Une histoire de proportions étranges

Levene pensait qu’il y avait, dans ces chaînes, des proportions égales de A, T, G et C, et donc que les acides nucléiques (y compris l’ARN) étaient des « molécules ennuyeuses » sans réel intérêt [1]. Personne ne se doutait que les gènes étaient constitués d’ADN [2-5]. Mais dans les années 1950, un autre biochimiste (autrichien) appelé Erwin Chargaff s’est aperçu que l’égalité des proportions de A, T, G et C mise en avant par Levene était fausse, mais qu’il y avait toujours autant de A que de T d’une part, et de G et de C d’autre part [5].

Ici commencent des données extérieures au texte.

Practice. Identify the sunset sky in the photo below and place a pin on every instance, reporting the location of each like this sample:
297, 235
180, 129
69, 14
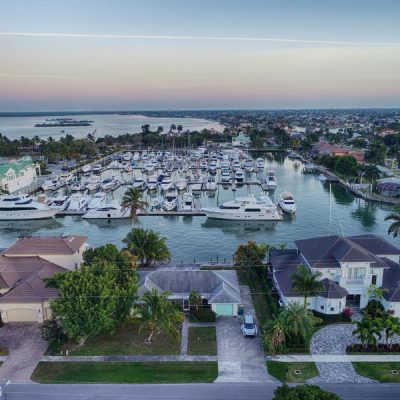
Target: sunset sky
183, 54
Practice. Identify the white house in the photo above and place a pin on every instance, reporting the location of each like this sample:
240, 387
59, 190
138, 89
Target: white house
64, 251
348, 267
19, 174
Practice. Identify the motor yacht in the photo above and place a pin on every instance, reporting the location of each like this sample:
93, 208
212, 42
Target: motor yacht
58, 203
171, 201
246, 208
286, 203
77, 202
271, 181
239, 176
112, 210
187, 202
152, 183
17, 208
97, 201
166, 183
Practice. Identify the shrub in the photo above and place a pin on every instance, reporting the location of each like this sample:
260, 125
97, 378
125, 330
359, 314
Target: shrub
303, 392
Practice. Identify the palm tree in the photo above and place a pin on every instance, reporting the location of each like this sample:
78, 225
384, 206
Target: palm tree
296, 322
368, 331
133, 199
148, 246
307, 283
157, 314
394, 228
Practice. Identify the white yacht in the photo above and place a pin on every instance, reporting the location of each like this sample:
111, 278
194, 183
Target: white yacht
271, 181
112, 210
139, 183
77, 202
152, 183
286, 203
17, 208
247, 209
51, 184
166, 183
58, 203
187, 202
97, 201
181, 184
239, 176
171, 201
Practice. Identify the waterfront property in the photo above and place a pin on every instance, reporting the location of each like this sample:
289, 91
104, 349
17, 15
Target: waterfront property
18, 174
348, 267
218, 289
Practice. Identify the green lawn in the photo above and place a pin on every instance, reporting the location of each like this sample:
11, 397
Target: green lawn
202, 341
120, 372
285, 372
127, 340
381, 372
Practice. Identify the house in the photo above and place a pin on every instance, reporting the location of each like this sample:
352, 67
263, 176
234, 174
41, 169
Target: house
24, 296
218, 289
65, 251
19, 174
348, 266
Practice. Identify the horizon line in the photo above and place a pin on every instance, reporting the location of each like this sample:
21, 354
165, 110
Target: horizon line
191, 37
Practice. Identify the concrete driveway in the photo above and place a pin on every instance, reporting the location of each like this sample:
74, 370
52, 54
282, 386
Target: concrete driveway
26, 348
240, 359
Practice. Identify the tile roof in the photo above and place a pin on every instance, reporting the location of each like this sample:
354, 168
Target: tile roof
29, 273
63, 245
218, 286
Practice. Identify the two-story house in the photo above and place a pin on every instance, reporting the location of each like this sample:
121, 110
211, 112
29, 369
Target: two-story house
348, 267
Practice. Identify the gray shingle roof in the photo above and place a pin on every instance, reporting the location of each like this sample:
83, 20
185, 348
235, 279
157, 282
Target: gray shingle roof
217, 286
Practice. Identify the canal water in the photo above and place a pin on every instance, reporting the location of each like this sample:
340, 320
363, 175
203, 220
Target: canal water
202, 239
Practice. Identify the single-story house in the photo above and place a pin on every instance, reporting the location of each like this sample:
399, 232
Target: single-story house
65, 251
219, 289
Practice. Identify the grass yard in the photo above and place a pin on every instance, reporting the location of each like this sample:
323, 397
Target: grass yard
285, 372
202, 341
381, 372
125, 341
120, 372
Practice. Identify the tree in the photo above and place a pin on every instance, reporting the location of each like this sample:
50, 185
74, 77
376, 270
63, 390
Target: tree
133, 199
251, 254
394, 228
195, 299
157, 314
368, 331
148, 246
93, 299
296, 322
303, 392
307, 283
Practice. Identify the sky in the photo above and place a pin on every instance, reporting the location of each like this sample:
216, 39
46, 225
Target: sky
198, 54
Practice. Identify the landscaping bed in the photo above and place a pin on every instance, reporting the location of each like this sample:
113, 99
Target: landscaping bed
286, 372
380, 371
127, 340
121, 372
202, 341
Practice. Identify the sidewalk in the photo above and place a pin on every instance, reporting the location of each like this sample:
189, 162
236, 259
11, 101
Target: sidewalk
336, 358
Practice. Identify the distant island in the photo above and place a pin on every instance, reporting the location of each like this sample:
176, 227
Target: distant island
63, 122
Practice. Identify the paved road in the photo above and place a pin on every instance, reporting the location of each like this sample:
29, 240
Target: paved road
231, 391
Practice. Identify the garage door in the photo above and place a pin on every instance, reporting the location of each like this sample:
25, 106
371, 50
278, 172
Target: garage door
22, 315
224, 309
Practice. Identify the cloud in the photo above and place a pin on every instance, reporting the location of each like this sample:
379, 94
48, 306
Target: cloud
200, 38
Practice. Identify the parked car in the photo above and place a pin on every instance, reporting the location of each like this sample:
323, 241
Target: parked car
249, 326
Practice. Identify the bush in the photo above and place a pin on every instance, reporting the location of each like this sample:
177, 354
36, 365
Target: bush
203, 314
303, 392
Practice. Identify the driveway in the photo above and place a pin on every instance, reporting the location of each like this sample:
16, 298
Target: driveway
26, 347
240, 359
333, 340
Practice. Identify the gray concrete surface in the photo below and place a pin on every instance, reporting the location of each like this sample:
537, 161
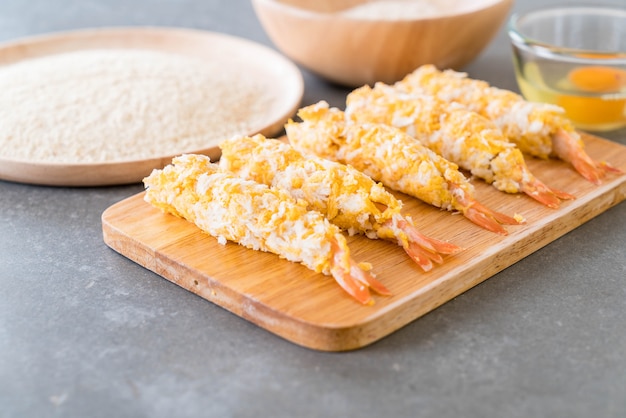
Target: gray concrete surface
85, 332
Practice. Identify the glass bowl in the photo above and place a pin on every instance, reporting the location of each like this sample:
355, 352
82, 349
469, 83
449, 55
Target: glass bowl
574, 57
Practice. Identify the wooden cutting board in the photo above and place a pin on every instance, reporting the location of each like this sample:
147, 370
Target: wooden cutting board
310, 309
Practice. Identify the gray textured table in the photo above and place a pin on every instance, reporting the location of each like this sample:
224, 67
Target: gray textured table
86, 332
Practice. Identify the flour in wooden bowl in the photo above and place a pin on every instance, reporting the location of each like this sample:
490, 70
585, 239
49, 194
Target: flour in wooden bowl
114, 105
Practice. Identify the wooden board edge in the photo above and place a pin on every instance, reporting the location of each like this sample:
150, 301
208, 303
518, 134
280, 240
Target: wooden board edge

C’est ce qu’on a appelé les « règles de Chargaff »… que personne ne parvenait à expliquer. J’insiste, mais on pensait que l’ADN c’était une seule chaîne de désoxyribonucléotides. Personne n’avait jamais vu une double hélice, ni ne se doutait de son existence [2-5]. Et puis, dans les années 1950, un groupe de personnes s’est intéressé à l’ADN pour en déterminer la structure 3D [5]: Maurice Wilkins et Rosalind Franklin. La technique utilisée pour « voir » la structure d’une molécule, c’était la diffraction aux rayons X [6, 7]. C’est compliqué, mais je vais te résumer simplement.

[INFO] Tu peux aller voir cette super vidéo de Science Etonnante (@dlouapre) qui parle un peu de cristallographie dans le cas des protéines, mais le principe est le même pour toutes les molécules. https://www.youtube.com/watch?v=OGewxRMME8o


"Voir" une molécule par cristallisation et diffraction des rayons X.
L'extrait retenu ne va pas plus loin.